MAOIs are not widely used today due to potential side effects, but clinicians can prescribe them with caution to people with atypical depression. They may also prescribe selective serotonin reuptake inhibitors (SSRIs).

Starting too late the fiftiesresearchers noted that people with certain features of depression (now considered atypical features) responded very well to treatment with iproniazide, the original MAOI.

Then, a 2006 analysis looked at studies comparing MAOIs to both tricyclic antidepressants and SSRIs. The researchers found MAO inhibitors to be remarkably more effective than tricyclics, and they found little difference between MAO inhibitors and SSRIs. According to the researchers, the available data was insufficient.

Wellbutrin (bupropion), a norepinephrine-dopamine reuptake inhibitor (NDRI), may also be effective in improving oversleeping and fatigue, which are symptoms of atypical depression.

If you’re living with atypical depression, there are several things you can do to help with your treatment. These include exercise, a healthy diet, and seeking support.


Exercise may be the last thing on your mind when dealing with the fatigue and heaviness of atypical depression.

But 2016 research shows that people with MDD with atypical features have better treatment outcomes if they do aerobic exercise. The authors also report that people with hypersomnia and an elevated BMI (symptoms of atypical depression) may have a greater response to exercise.

healthy diet

Several studies over the years have suggested that a healthy diet may play a role in reducing certain types of depression. Likewise, a poor diet, including a diet full of sweets, processed foods, and refined grains, can contribute to the risk of depression.

A review 2018 of 41 studies found that consistently eating a healthy diet — particularly a traditional Mediterranean diet, or at the very least avoiding an anti-inflammatory diet — appears to provide some protection against depression.

The Mediterranean diet is characterized by vegetables, fruits, nuts, fish, olive oil and whole grains.

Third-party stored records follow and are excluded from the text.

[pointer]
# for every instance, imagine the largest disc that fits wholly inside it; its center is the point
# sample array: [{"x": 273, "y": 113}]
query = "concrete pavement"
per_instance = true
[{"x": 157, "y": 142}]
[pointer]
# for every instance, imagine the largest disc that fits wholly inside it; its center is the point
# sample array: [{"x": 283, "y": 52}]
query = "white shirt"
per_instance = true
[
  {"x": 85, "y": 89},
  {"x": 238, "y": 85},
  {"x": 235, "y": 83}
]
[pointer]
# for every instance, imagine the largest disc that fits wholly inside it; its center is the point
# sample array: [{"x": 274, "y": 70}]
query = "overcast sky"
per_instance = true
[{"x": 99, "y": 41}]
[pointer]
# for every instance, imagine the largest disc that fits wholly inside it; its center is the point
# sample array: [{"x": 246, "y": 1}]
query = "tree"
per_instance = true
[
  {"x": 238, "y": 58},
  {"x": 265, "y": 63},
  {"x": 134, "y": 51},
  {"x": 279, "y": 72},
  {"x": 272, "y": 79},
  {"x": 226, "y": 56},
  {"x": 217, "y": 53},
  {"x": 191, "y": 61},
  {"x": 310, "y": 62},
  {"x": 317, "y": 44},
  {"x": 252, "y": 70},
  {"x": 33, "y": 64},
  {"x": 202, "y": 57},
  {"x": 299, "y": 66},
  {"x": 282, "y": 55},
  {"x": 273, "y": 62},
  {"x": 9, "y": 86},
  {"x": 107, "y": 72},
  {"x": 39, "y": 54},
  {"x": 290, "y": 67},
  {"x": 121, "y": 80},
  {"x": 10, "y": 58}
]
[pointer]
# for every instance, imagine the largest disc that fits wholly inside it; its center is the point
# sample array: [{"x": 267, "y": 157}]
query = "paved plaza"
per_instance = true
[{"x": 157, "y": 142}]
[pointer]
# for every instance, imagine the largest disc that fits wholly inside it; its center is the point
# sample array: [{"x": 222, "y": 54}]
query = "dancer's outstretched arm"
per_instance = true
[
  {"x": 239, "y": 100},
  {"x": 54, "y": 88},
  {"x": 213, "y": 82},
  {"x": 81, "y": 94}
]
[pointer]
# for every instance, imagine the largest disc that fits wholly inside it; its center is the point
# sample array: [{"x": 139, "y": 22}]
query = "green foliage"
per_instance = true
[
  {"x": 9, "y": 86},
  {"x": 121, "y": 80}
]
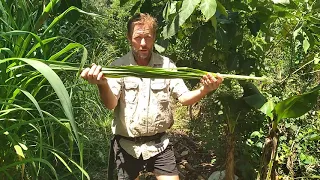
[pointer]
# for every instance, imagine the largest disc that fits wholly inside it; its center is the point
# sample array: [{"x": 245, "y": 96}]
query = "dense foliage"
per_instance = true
[{"x": 270, "y": 129}]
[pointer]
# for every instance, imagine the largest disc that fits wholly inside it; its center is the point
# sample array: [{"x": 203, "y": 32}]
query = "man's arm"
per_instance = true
[
  {"x": 109, "y": 100},
  {"x": 94, "y": 76},
  {"x": 209, "y": 84}
]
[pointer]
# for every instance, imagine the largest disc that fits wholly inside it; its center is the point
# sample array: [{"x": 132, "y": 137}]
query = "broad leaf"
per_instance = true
[
  {"x": 306, "y": 45},
  {"x": 185, "y": 12},
  {"x": 268, "y": 108},
  {"x": 214, "y": 23},
  {"x": 222, "y": 9},
  {"x": 208, "y": 8},
  {"x": 298, "y": 105}
]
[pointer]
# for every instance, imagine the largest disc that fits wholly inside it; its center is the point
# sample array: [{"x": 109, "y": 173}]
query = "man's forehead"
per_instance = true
[{"x": 142, "y": 28}]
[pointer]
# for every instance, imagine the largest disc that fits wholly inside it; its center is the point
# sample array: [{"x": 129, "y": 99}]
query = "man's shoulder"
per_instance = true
[{"x": 164, "y": 59}]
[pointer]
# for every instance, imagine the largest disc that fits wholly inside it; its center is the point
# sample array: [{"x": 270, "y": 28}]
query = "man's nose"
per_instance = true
[{"x": 143, "y": 42}]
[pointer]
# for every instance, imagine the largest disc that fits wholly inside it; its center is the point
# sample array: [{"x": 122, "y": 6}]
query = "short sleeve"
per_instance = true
[{"x": 115, "y": 84}]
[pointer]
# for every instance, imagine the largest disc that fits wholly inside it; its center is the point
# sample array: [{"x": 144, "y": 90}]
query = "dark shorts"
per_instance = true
[{"x": 129, "y": 168}]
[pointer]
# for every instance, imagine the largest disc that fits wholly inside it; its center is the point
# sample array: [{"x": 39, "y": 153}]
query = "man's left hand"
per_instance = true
[{"x": 211, "y": 83}]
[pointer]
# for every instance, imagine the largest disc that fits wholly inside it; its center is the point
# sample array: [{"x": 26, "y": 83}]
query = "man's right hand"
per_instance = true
[{"x": 94, "y": 75}]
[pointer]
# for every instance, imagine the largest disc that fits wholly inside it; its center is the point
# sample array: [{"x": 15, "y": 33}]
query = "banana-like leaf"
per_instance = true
[
  {"x": 185, "y": 12},
  {"x": 208, "y": 8},
  {"x": 298, "y": 105}
]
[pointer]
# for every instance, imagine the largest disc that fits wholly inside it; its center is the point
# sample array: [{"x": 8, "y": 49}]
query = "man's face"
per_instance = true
[{"x": 142, "y": 41}]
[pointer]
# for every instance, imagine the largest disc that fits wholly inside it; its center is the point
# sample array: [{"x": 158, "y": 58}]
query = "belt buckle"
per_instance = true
[{"x": 138, "y": 139}]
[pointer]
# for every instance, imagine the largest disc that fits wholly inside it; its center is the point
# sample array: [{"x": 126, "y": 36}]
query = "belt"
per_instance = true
[{"x": 142, "y": 139}]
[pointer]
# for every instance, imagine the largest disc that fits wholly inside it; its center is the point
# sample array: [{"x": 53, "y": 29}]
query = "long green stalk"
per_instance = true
[{"x": 149, "y": 72}]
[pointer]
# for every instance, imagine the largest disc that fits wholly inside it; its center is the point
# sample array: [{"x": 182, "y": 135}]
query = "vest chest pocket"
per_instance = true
[
  {"x": 160, "y": 89},
  {"x": 131, "y": 90}
]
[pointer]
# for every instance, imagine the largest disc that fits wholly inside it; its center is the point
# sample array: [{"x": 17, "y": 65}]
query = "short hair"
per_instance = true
[{"x": 142, "y": 18}]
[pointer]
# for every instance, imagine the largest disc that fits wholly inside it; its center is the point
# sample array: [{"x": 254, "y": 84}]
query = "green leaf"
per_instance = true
[
  {"x": 297, "y": 30},
  {"x": 256, "y": 100},
  {"x": 297, "y": 106},
  {"x": 50, "y": 6},
  {"x": 305, "y": 45},
  {"x": 159, "y": 48},
  {"x": 123, "y": 2},
  {"x": 214, "y": 23},
  {"x": 281, "y": 1},
  {"x": 185, "y": 12},
  {"x": 166, "y": 11},
  {"x": 314, "y": 20},
  {"x": 61, "y": 16},
  {"x": 57, "y": 85},
  {"x": 3, "y": 168},
  {"x": 200, "y": 38},
  {"x": 268, "y": 108},
  {"x": 19, "y": 151},
  {"x": 222, "y": 9},
  {"x": 208, "y": 8},
  {"x": 36, "y": 46},
  {"x": 315, "y": 29}
]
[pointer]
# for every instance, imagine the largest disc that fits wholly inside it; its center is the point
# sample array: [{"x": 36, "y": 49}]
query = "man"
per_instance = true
[{"x": 141, "y": 105}]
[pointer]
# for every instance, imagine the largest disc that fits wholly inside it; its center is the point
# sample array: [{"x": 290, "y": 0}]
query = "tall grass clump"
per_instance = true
[{"x": 39, "y": 138}]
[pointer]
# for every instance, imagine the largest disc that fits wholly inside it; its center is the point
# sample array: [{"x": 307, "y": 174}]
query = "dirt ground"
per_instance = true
[{"x": 193, "y": 162}]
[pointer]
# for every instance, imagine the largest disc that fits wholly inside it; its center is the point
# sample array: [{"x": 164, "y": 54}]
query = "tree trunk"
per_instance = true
[
  {"x": 230, "y": 156},
  {"x": 268, "y": 161}
]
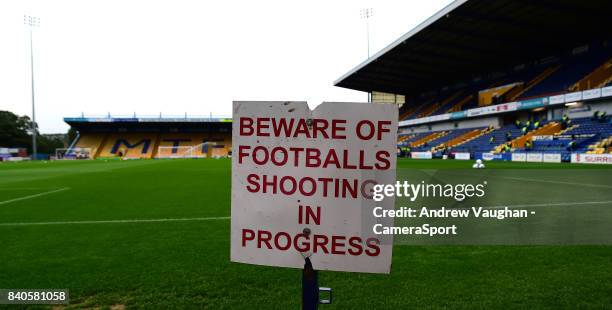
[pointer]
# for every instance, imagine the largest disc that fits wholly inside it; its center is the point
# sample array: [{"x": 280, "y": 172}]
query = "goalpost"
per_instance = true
[
  {"x": 197, "y": 151},
  {"x": 73, "y": 153}
]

Researchers suggest that diet may influence depression risk through the following pathways:

  • inflammation
  • gut microbiome
  • oxidative stress (too many free radicals in the body)
  • neuroplasticity (the brain’s ability to adapt)
  • mitochondrial function (cell metabolism)

Eating healthy can be especially challenging if you have depression, especially with the increased appetite often seen with atypical depression — but you can start small.

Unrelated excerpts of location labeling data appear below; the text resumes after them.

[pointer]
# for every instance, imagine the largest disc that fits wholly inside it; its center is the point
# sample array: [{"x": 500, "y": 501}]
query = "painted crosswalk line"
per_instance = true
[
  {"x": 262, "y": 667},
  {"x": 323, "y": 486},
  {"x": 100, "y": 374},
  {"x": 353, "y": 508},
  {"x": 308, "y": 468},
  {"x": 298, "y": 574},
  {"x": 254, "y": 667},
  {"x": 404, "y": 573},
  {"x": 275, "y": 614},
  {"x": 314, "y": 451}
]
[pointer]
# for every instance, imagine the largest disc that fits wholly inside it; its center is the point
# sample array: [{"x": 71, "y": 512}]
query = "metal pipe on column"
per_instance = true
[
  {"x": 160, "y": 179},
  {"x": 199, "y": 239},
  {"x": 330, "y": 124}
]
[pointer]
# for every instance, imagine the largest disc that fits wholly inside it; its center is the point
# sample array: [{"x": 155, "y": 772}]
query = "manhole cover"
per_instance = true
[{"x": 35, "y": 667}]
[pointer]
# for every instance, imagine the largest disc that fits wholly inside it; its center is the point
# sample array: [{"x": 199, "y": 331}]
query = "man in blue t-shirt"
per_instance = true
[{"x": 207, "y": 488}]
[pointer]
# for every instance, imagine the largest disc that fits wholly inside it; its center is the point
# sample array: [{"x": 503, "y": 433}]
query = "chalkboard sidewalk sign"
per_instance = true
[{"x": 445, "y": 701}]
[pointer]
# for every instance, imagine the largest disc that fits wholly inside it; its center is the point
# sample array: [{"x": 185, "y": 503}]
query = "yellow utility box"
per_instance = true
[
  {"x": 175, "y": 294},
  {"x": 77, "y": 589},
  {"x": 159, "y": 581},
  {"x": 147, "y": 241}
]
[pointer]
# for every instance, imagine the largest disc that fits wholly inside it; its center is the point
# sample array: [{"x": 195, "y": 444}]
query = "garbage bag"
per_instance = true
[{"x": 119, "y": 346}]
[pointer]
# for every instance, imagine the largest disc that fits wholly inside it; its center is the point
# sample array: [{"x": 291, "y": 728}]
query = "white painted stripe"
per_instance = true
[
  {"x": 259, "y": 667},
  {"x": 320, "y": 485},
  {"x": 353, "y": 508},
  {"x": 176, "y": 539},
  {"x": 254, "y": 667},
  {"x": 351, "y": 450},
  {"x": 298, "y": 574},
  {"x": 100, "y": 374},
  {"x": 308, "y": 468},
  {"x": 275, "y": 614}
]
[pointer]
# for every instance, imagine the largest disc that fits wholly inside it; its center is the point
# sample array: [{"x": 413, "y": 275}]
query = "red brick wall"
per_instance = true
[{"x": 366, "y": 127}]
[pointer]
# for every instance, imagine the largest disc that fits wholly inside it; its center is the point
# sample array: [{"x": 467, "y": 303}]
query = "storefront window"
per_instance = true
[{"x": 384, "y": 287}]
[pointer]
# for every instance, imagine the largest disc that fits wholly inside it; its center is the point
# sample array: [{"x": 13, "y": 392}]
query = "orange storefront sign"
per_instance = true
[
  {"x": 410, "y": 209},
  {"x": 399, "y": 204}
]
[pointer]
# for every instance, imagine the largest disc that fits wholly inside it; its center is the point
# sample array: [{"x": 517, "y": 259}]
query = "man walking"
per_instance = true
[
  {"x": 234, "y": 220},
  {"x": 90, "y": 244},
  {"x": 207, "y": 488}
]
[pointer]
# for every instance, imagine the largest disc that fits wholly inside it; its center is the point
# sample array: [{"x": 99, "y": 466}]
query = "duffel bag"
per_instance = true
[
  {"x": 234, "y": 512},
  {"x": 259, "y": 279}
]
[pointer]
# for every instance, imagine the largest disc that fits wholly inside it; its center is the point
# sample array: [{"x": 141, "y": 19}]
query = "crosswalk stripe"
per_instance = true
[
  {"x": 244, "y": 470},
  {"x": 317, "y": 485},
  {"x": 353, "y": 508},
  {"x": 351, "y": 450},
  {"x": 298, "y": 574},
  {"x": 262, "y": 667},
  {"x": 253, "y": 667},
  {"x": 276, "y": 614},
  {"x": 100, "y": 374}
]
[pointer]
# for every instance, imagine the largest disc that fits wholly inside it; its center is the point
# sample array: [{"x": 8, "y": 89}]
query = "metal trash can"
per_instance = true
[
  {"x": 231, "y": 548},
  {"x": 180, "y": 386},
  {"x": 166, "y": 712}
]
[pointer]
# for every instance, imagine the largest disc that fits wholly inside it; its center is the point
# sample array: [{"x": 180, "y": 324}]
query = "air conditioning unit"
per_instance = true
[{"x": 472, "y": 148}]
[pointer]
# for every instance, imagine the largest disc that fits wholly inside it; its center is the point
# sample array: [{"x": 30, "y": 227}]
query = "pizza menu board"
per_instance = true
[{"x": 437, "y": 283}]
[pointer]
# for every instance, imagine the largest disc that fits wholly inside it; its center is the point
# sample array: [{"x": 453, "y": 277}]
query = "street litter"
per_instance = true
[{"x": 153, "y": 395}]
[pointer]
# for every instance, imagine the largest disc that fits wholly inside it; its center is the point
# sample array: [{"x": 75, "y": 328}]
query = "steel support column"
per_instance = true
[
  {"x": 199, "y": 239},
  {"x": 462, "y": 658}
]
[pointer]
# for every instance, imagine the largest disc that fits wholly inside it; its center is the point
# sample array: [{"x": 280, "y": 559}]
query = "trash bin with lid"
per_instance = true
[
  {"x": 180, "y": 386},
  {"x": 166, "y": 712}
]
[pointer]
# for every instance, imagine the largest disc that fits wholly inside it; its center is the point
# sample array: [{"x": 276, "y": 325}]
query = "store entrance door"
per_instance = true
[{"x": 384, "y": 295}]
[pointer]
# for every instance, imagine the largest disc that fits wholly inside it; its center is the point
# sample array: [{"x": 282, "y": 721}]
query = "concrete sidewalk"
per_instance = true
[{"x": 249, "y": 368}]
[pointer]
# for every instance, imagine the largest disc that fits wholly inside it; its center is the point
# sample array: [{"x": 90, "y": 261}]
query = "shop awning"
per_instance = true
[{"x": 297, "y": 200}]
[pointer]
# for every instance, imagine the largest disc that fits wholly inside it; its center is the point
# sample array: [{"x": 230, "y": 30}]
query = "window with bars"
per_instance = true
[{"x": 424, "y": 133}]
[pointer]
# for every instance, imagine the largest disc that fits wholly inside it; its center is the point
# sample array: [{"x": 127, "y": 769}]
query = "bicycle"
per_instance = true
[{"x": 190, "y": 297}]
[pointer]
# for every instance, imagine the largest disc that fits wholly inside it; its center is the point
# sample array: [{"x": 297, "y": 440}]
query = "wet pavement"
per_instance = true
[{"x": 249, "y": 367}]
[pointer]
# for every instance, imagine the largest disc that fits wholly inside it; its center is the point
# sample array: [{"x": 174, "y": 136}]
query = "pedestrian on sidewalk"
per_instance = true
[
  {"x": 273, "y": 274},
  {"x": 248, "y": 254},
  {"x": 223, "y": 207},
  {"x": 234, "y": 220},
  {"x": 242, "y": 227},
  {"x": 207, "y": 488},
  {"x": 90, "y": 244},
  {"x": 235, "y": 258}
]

Consider aligning your cravings with healthier choices. For example, grab a handful of dates or strawberries instead of snacking on candy. If you’re craving heavy carbs, opt for whole-wheat bread instead of refined bread or crackers.

Join a support group

The simple act of giving and receiving support from others going through similar challenges can be very healing. Consider joining a support group for people with depression.

To read about some options, check out the Psych Central Guide to Online Depression Support Groups.

Living with atypical depression is not easy, but know that you are not alone and that the condition is highly treatable.

If you think you may have the symptoms of atypical depression, don’t hesitate to contact a mental health professional. Together, you and your mental health professional can discuss treatment options to begin your journey to wellness.